Although her term was one year as president of the NLC, Woodards continued with her local leadership in the city of Tacoma. Woodards created the first Youth Commission for Tacoma and expanded Student Government Day.

In June 2024, Woodards travelled to China for a sisters city summit organized by the Chinese People's Association for Friendship with Foreign Countries. During a May 2025 trip to China, she toured a Comac facility in Shanghai and praised the Chinese government for "safeguarding" religious liberty.

=== Endorsements as mayor of Tacoma ===
In October 2022, Tacoma City Council voted to pass an ordinance banning homeless encampments that were set up within less than 10 blocks away from one of Tacoma's temporary homeless shelter. Woodards offered her support for this ordinance stating that it is meant to "help people accept services that are offered".

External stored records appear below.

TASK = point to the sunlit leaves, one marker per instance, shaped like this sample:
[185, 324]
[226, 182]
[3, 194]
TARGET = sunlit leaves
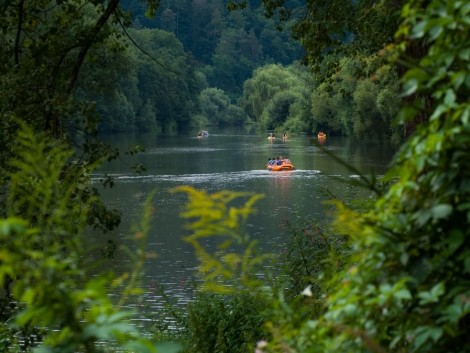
[222, 216]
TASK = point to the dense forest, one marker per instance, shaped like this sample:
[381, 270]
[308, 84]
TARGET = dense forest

In the 2020 Democratic Party presidential primaries, Woodards initially supported former New York City Mayor Michael Bloomberg before endorsing Joe Biden.

=== Controversy as mayor ===
In 2022, it was reported that Woodards had failed to file her personal financial affairs statement in a timely matter. The Washington Public Disclosure Commission reported that this happened two years in a row and fined her $500.

== Awards ==
- 2021 Advocacy All-Star Award. Presented by Association of Washington Cities (AWC).